Miller constate que, malgré l'arrivée continue en Ukraine d'armes puissantes venues de l'Ouest, la Russie est pour l'instant encore largement mieux dotée. Elle procède ainsi à des barrages d'artillerie brutaux et continuels qui, dans une politique de terre brûlée sans pitié, ravagent tout ce qui se trouve au point de chute.

«Ils nous arrosent d'un tapis de bombe, explique Serhiy Haidai, qui mène les armées ukrainiennes de la région de Louhansk. Les villes qu'ils attaquent sont simplement rayées de la carte. Ils détruisent d'abord tout, puis avancent dans les ruines. Ils sont en train de détruire Sievierodonetsk, ils la bombardent en continu avec tout ce qu'ils ont. De cette manière, ils font tant de dégâts qu'il est impossible pour une armée d'y installer une place forte.»

Selon Volodymyr Zelensky, les Russes se battent à sept contre un dans l'est du pays, entre 60 et 100 soldats ukrainiens seraient tués chaque jour, et plus de 500 seraient blessés. La situation est donc particulièrement difficile –mais elle n'est pas désespérée.

Car si la Russie profite de sa supériorité matérielle sur l'Ukraine pour ravager tout ce qu'elle croise, c'est qu'elle sait que le rapport de force technique pourrait s'inverser dans les prochaines semaines et les prochains mois, avec la fourniture continue d'armes lourdes occidentales.

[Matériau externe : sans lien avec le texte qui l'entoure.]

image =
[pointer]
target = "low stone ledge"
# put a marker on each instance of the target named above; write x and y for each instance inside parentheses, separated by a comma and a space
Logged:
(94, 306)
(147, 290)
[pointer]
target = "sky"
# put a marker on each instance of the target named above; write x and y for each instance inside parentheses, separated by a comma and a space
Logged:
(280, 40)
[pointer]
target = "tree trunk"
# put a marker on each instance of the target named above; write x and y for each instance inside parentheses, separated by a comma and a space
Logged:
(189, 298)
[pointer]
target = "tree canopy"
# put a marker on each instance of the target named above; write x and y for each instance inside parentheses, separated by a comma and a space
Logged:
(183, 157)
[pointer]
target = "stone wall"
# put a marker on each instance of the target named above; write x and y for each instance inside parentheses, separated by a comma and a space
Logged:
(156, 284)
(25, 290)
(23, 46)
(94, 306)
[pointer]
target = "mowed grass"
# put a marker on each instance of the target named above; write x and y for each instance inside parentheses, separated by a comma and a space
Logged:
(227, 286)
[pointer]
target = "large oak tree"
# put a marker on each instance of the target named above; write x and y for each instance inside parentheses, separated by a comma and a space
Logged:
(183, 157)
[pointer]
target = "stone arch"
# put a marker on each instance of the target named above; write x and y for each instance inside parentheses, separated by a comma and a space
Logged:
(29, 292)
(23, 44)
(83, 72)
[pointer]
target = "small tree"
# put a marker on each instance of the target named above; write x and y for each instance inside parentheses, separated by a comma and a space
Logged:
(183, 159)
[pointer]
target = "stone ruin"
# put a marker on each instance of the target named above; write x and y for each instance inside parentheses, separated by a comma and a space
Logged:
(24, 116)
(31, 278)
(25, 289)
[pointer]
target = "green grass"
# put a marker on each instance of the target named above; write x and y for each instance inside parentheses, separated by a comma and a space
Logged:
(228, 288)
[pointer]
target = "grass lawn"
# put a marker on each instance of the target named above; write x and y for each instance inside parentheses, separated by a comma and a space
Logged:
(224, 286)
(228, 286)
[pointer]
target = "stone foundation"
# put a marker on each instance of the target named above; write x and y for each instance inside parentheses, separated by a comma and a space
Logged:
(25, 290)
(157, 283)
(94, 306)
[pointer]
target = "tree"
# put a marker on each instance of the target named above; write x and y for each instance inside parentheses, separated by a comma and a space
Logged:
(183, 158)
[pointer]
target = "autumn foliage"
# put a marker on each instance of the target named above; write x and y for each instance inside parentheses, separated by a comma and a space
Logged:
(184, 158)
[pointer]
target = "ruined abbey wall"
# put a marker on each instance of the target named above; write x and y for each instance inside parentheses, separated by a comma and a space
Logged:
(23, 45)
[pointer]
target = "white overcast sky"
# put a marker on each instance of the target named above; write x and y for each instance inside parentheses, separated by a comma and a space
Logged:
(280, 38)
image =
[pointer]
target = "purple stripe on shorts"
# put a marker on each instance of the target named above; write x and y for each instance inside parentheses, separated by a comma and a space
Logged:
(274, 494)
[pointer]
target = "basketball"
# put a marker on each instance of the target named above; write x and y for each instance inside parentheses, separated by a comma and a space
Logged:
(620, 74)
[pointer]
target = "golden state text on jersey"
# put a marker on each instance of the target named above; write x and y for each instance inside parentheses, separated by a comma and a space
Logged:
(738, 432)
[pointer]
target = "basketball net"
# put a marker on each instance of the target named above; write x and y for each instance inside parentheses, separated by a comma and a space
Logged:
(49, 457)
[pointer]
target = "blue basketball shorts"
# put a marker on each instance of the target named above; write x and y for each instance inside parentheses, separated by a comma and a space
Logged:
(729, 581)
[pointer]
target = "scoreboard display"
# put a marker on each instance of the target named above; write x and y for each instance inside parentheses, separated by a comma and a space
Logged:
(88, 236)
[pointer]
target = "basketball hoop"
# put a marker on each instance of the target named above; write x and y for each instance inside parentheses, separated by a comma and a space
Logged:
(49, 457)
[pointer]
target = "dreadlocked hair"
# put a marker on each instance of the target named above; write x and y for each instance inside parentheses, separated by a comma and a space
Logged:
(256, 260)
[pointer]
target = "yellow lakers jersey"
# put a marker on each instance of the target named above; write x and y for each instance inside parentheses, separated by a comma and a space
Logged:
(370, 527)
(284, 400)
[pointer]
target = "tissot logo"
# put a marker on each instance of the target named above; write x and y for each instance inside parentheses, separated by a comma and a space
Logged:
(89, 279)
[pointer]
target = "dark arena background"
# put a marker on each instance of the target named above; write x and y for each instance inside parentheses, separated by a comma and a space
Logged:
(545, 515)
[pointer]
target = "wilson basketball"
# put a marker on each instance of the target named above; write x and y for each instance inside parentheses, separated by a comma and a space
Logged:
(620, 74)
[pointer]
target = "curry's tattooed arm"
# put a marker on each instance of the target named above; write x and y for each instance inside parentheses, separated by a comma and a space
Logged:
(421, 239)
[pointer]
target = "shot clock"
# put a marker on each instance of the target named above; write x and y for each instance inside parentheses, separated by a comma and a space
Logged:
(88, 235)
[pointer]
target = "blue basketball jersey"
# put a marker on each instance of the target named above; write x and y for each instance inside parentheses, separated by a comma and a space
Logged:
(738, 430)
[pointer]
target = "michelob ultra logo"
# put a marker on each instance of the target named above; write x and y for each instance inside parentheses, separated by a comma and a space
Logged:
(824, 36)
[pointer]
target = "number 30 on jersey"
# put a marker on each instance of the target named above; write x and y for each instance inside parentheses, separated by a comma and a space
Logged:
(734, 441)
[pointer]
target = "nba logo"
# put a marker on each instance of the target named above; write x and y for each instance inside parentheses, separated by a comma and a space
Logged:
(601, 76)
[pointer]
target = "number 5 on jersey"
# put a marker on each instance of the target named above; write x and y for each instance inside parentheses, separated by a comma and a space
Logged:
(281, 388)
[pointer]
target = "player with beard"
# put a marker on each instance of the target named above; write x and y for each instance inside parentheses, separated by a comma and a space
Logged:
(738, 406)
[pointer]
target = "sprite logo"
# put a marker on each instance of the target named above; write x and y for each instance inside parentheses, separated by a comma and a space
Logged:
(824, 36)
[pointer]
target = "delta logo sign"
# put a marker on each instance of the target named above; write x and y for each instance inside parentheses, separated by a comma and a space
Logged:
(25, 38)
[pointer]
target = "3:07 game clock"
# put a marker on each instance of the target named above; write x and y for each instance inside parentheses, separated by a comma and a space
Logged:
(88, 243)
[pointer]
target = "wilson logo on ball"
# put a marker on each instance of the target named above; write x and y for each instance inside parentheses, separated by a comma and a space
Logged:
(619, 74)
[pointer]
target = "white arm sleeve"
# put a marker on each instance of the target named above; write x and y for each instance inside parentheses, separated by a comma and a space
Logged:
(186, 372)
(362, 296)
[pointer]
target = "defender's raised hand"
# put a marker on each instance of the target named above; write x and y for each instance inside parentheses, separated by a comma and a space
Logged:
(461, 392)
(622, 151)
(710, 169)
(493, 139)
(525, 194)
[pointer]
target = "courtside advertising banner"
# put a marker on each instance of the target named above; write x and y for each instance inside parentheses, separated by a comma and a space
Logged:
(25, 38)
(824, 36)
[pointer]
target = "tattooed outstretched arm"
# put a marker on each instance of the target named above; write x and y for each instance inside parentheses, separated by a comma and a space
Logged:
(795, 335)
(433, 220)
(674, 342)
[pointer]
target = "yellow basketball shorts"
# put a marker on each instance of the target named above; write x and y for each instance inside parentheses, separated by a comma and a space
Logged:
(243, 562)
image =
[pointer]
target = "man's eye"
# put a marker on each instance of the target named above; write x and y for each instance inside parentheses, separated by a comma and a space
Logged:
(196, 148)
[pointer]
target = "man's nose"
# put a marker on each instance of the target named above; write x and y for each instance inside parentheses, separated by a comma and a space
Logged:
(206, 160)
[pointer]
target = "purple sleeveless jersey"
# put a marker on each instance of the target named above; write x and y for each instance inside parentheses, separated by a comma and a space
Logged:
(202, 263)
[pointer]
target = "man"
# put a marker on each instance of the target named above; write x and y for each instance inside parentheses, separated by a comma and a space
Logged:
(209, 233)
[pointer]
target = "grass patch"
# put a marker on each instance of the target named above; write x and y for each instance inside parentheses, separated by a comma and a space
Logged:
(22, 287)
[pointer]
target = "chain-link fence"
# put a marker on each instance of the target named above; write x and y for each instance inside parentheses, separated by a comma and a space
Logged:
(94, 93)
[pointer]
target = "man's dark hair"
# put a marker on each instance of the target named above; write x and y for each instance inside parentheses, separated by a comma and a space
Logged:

Les M177 américains ou les Caesar français, par exemple, font déjà des miracles. L'arrivée annoncée d'armes à plus longue portée, les fameux lance-roquettes MLRS promis par les États-Unis mais aussi par le Royaume-Uni, pourrait bouleverser un peu plus la donne, tout comme le très efficace et indispensable système anti-aérien IRIS-T que l'Allemagne devrait bientôt transférer en Ukraine.

«Si ça arrive vite, nous pouvons les repousser. En fait, nous pouvons gagner», explique l'un des hommes interrogés par Miller. Une course contre le temps est donc engagée mais, d'ici au milieu de l'été, la situation dans l'est de l'Ukraine pourrait lui permettre de passer d'une position strictement défensive à une autre plus revendicatrice.